The Costa Rica Tropical Ecosystems STEM trip included a tour of the Britt coffee plantation. (Photo courtesy of Betsy Techman, Twin Valley School District)

“This hands-on approach fosters cultural understanding and sensitivity as students navigate daily life, participate in community activities and appreciate local traditions firsthand,” Techman said.

“In addition, students gain a broader perspective on global issues such as environmental protection and sustainable development by visiting eco-friendly initiatives and learning about Costa Rica’s rich biodiversity,” she added.

“Such immersive experiences not only deepen academic knowledge but also develop personal growth, resilience and the ability to adapt in a diverse and interconnected world,” Techman said.

Activities included a zip-line ride, horseback riding, cooking classes, art classes, dance classes, a visit to hot springs, a boat tour of Palo Verde, a visit to a technical school with students and a guided tour of San Jose.

“We watched as students and adults overcame fear and shared new experiences together. It was beautiful,” Techman said.

Participant Abby Tillman signed up for the trip because her friends were going and she thought it would be fun to travel with them. She didn’t know what to expect, but decided to give it a try.

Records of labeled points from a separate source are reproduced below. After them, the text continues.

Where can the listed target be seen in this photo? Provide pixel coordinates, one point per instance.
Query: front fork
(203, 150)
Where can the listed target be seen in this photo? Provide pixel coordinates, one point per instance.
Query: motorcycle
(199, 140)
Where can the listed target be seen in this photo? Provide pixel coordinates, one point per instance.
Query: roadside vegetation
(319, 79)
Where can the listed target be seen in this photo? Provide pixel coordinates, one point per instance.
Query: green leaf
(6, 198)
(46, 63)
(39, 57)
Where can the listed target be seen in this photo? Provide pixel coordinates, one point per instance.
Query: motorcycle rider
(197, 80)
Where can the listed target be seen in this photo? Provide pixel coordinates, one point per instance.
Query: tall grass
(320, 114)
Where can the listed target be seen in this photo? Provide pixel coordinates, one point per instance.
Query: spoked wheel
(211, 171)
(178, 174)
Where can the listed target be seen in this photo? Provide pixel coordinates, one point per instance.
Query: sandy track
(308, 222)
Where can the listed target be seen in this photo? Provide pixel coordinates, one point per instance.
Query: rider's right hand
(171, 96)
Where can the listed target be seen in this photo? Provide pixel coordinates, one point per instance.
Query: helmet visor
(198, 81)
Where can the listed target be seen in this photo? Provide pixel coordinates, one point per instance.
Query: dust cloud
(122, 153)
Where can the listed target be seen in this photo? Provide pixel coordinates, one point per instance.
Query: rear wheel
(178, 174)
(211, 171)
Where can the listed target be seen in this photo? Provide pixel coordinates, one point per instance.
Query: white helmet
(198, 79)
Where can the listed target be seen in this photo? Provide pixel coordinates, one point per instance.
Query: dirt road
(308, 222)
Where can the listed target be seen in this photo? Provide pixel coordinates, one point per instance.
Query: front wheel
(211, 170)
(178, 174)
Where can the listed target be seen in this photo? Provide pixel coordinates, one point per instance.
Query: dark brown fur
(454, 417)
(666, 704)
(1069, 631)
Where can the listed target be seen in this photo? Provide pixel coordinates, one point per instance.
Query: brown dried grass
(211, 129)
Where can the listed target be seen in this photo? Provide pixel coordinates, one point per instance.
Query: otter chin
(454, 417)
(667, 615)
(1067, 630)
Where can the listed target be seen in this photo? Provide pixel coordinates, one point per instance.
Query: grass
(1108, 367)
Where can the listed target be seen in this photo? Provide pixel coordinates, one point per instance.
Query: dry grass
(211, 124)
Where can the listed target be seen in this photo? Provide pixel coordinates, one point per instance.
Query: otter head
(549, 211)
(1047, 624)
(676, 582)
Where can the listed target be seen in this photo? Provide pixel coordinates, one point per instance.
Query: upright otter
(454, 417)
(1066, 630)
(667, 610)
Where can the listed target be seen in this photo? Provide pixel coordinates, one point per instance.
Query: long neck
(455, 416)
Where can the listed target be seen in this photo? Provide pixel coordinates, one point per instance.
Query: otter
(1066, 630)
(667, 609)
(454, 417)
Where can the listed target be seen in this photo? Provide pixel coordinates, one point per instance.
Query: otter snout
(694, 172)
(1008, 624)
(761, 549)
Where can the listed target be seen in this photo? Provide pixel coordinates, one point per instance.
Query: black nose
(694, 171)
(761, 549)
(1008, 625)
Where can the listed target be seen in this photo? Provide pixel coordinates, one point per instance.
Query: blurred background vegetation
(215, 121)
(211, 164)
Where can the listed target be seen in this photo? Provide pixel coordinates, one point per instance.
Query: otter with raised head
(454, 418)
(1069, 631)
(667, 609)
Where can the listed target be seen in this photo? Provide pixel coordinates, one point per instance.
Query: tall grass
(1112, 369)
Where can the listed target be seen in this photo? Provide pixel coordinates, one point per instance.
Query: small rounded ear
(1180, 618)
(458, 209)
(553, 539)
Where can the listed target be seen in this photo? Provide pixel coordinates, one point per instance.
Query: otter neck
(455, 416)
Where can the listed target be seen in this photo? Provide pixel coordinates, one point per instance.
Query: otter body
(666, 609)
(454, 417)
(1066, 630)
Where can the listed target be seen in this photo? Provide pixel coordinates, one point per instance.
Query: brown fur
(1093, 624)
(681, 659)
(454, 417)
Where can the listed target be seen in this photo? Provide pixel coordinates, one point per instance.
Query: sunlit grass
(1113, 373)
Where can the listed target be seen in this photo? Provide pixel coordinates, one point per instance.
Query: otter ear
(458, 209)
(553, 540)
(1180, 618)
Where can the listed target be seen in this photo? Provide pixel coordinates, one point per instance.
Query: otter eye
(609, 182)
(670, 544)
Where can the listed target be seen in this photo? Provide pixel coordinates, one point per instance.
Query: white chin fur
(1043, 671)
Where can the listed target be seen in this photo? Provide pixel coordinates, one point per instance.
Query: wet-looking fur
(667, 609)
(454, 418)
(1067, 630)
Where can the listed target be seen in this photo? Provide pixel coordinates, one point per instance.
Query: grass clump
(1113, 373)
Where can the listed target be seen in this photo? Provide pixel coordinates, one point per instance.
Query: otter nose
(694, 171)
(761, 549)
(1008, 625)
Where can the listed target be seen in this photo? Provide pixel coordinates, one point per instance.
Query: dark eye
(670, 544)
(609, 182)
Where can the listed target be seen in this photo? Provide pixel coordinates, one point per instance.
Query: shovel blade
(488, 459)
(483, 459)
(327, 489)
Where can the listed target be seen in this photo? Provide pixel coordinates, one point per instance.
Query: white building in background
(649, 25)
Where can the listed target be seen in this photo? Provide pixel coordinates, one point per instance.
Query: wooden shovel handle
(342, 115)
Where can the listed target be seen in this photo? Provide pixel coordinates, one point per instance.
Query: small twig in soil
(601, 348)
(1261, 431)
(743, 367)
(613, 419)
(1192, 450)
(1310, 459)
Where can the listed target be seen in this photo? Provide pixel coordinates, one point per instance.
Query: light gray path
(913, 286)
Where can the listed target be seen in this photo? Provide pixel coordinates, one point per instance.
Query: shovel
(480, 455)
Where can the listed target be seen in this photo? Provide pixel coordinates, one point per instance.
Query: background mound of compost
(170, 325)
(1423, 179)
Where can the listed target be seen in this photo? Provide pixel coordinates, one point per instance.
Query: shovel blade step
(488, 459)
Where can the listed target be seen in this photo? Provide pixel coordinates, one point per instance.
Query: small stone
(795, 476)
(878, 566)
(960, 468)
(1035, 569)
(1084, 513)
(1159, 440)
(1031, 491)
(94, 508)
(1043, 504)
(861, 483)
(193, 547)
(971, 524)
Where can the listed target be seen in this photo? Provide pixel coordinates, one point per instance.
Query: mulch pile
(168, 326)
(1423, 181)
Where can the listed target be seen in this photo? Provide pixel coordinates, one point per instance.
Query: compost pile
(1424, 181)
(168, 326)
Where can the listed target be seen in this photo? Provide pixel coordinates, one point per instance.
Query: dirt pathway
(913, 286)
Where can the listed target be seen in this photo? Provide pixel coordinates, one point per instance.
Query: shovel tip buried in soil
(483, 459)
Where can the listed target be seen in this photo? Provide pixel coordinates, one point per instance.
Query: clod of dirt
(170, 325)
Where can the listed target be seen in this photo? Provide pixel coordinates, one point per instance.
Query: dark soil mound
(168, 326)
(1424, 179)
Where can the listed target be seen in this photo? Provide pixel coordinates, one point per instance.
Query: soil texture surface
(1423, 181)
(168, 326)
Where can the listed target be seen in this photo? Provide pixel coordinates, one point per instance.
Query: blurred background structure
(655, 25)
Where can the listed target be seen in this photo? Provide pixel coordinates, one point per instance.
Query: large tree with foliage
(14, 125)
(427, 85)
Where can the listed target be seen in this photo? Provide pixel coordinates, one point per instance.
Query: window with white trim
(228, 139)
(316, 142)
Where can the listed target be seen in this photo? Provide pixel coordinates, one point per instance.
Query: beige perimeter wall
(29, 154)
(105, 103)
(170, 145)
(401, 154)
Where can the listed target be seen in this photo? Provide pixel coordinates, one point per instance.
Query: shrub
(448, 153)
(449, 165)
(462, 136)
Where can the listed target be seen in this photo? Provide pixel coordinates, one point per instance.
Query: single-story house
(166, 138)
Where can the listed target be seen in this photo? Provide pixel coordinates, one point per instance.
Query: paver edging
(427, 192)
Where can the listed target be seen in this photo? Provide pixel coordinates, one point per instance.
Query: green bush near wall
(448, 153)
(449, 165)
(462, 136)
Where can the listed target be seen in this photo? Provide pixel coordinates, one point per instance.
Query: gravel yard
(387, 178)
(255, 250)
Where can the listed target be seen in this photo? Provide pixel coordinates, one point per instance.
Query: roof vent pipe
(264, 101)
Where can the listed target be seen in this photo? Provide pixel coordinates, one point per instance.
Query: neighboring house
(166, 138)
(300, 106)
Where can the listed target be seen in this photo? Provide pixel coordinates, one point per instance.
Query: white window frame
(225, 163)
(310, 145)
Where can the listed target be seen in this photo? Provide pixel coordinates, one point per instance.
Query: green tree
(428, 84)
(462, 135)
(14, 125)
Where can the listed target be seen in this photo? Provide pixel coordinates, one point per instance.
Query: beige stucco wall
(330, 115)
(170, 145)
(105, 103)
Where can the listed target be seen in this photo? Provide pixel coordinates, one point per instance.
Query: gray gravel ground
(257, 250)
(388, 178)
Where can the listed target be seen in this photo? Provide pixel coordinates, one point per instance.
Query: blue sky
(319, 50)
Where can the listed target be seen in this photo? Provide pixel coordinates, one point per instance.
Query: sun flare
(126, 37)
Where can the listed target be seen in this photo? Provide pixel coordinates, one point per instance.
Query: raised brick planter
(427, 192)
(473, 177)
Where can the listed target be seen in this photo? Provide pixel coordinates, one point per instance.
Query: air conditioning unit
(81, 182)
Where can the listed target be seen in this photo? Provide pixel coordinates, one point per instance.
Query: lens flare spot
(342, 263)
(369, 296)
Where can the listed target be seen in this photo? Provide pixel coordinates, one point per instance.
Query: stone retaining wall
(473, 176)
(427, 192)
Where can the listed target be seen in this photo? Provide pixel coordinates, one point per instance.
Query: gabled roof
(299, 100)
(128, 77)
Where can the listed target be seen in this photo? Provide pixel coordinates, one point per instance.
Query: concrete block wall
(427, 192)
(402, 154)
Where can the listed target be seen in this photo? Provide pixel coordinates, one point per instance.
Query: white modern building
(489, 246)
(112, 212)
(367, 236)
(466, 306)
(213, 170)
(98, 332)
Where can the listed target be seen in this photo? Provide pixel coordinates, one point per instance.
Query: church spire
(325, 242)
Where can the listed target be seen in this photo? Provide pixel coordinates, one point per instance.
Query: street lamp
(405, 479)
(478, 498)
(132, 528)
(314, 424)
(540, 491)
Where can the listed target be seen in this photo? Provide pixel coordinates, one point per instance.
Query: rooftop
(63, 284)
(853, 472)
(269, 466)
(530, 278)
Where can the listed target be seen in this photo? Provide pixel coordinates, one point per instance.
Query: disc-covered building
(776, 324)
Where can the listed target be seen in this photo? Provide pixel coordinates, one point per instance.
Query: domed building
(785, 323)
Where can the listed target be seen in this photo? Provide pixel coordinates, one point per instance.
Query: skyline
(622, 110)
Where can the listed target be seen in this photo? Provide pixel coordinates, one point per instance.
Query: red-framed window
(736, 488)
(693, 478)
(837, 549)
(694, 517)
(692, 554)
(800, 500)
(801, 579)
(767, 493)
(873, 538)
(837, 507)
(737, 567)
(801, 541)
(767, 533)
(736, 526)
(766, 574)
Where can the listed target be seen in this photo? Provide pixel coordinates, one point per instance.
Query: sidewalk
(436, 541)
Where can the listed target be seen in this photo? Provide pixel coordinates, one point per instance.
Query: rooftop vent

“This was truly the best choice I’ve ever made,” Tillman said. “Not only did I get to spend time with friends and create memories that will last a lifetime, but I also got to meet new friends that I would have never had the opportunity to meet if not for this trip!”

Tillman believes that for people who have never been outside the U.S., a trip to Costa Rica with WorldStrides is a great starting point.

“You personally won’t have to worry about planning, but you’ll have the advantage and opportunity to experience so many new things and see a completely different way of life and their culture,” she said. “It was truly life-changing to see a completely different world and create so many new, fun memories.”

Tillman recommends students participate in future trips.

“If you have even a modicum of interest and the opportunity to go, I say just do it! You only live once, and Costa Rica is a truly amazing country,” she said.

Even if there are no friends there, I still suggest attending.

“You will find new friends and feel completely safe in the care of your caregivers.”

Tillman concluded, “The opportunity to go on this trip is truly a blessing, and many people only dream of this type of opportunity. Do it, there’s no way you’ll regret it!”